Silent all these months.

Mar 28, 2009 11:02


My attempts at blogging seem doomed to fail. I start full of good intentions and then things tail off. Procrastination? Laziness? Inertia? Yes, probably, but there's also a Real Problem: I don't feel comfortable writing about my life.

To start with, this persona is openly poly, and I need to keep that separate from other parts of my life. There's a whole blog post in that but in essence it comes down to the fact that, after a couple of attempts, I don't feel I can be openly poly with everyone because it would cause too many problems for a few people. But that means that anything related to poly doesn't go in my other blogs and anything not related to poly that could reasonably identify me doesn't go here.

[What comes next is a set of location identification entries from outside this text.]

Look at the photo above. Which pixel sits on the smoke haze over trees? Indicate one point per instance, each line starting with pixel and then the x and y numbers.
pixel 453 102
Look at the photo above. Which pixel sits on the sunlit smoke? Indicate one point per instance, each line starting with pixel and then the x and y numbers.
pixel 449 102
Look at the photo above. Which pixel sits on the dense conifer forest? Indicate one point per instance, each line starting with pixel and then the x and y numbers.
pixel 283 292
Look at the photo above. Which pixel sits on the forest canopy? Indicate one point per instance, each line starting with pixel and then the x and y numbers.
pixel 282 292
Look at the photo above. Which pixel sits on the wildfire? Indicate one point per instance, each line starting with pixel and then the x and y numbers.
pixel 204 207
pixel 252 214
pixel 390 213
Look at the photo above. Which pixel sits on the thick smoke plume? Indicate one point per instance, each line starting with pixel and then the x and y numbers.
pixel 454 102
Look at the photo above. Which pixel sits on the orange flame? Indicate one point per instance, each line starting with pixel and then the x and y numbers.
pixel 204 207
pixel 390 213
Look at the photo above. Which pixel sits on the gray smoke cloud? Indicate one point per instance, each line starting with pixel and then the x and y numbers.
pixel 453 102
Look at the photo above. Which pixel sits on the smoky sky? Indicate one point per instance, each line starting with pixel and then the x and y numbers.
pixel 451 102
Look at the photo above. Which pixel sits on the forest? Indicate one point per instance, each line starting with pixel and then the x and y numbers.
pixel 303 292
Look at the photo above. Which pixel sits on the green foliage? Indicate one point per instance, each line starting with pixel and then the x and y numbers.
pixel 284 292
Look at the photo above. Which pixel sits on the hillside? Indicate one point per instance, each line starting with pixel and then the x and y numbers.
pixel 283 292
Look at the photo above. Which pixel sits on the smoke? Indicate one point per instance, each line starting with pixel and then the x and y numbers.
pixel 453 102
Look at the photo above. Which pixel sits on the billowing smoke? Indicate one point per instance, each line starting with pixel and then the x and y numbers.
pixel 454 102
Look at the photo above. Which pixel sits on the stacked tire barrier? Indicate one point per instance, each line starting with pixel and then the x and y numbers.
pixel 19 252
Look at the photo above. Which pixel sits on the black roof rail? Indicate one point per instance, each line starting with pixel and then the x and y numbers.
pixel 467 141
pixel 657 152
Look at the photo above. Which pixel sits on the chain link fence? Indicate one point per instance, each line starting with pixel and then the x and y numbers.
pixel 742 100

Secondly, I feel uncomfortable about blogs that make remarks about people who are supposedly anonymous but in practice easily identifiable to anyone who knows them ("A certain friend of mine, who shall remain nameless, was saying while we played our regular golf game on Sunday that living in suburban Chepstow makes it terribly difficult for him to conceal his double life as a drag queen caberet performer from his wife and their twin daughters. It's up to him whether he wants to keep it a secret but the truth will out one day.") I try not to do this but I end up endlessly questioning myself on every little detail and wondering whether someone will take it as about them and whether secretly I want them to.

And then there's the general feeling that I shouldn't talk openly about people without checking they're happy with what I'm saying.

Finally, there's the worry that at some point someone That Will Not Appove, by which I suppose I mean potential employers, may track down something I say and it will result in problems. This isn't just paranoia on my part because I have seen first hand people doing this, though luckily they were an open minded enough bunch that they didn't hold what they found against the, very capable, candidate.

Is it any surprise that at the end of all this, I find that I have little I feel able to say?

I'd like to talk about jealousy, about self-discovery, about the amazing journey that poly is, about the only tangentially poly-related things I did at the weekend. I'd like be able to talk about my thoughts, feelings and experiences to my friends but for all the above reasons, my LJ account is silent.